How, I ask myself, can this kind of budgeting process in any way be seen as responsible? Be seen as “the right thing for Texas” as stated by Republican State Rep Myra Crownover. Unless by “right” she means rightwing.

But it isn’t even that. When you hear the word “rightwing” the words fiscally conservative come to mind. This bill in no way resembles something that a fiscal conservative would pass. This is one of the most irresponsible budget bills ever.

Republicans felt enabled to pass such a monstrosity because of the elections in 2010. State Rep Jim Pitts, the chef budget writer referred to “results of the Republicans' overwhelming victory in November as a mandate to close the gaping budget hole without imposing new taxes” as the reason they felt they could do this thing.

In other words, elections matter.

Saturday, May 28, 2011

Disinviting Jesus


We had a minor dustup here last week when the director of the Houston National Cemetery asked the Christian pastor, who would be offering up a prayer during this Monday’s Memorial Day Observance, not to mention Jesus.

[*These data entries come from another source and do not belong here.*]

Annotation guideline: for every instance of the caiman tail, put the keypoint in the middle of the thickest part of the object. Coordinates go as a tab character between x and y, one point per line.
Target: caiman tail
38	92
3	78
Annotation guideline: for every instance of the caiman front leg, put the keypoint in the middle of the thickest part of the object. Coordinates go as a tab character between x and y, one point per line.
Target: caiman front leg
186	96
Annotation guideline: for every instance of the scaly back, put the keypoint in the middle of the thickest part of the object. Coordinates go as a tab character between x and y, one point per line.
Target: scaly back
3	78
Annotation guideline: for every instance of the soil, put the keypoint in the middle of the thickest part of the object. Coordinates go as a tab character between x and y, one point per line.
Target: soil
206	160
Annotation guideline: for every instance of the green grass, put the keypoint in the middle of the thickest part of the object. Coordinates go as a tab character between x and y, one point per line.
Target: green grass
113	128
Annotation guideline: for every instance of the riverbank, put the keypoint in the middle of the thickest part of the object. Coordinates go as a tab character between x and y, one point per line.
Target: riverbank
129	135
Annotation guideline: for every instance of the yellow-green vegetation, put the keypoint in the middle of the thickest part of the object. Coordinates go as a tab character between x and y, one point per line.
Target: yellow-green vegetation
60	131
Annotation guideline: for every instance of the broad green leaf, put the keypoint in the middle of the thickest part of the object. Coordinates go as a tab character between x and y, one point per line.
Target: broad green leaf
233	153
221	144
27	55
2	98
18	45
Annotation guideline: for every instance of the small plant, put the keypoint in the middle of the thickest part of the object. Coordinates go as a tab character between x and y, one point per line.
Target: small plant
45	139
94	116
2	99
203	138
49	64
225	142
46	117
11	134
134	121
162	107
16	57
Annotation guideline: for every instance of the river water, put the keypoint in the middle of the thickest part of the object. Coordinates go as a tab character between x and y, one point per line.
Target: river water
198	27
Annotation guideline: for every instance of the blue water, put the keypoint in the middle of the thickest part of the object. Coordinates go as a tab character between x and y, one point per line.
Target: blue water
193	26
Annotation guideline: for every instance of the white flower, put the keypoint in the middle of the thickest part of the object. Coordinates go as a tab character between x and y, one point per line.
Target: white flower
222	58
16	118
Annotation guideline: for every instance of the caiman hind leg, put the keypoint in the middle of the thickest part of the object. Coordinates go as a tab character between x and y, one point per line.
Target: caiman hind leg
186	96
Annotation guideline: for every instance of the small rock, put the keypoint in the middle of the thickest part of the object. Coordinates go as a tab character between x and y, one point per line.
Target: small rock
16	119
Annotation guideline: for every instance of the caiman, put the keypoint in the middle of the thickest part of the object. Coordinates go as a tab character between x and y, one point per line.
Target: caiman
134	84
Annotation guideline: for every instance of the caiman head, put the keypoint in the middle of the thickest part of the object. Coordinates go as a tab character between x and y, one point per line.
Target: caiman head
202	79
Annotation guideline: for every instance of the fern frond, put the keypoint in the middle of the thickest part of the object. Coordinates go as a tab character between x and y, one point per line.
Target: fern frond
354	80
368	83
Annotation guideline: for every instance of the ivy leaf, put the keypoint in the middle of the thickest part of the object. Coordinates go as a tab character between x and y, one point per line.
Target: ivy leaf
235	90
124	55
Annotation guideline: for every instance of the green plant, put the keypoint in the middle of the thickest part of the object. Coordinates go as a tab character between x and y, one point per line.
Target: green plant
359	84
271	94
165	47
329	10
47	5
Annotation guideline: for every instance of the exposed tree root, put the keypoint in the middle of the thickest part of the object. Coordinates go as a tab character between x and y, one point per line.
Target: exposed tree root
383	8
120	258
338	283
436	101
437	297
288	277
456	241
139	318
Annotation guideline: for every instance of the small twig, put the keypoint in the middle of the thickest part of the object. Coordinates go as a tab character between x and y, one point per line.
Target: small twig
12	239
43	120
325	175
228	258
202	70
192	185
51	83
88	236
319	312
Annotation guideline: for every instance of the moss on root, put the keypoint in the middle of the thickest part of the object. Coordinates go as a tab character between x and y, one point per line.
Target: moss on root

Now I know lots and lots of Christians, and I know for a fact that when religion comes up in polite conversation they cannot avoid saying the word “Jesus.” It is antithetical to their very existence not to.

So asking a Christian pastor not to say the word Jesus in a prayer over the fallen is just a little over the top you would think.

Here in the Bible Belt? Over the top.

So I was surprised that the cemetery director actually made the request. A request that the pastor take into account that not all of the fallen soldiers that they are going to honor on Monday were Christians. That’s not what we do here in The South. Here in The South religious intolerance is the rule, not the exception.

So I was not surprised to read that the pastor took umbrage at the director’s request, and filed suit. Filed a lawsuit so he could go ahead and say the word “Jesus” just one time in his prayer.

That pastor is going to by God say the word “Jesus” come H-E-Double Hockey Sticks or high water.

The Veterans Administration decided that it was just too much to deal with and really didn’t want to get involved in this guy’s business so it backed off.

So now, the pastor can say “Jesus” in his prayer on Monday.

I suspect, though that this is the last time this guy will be invited to speak at a Memorial Day Observance.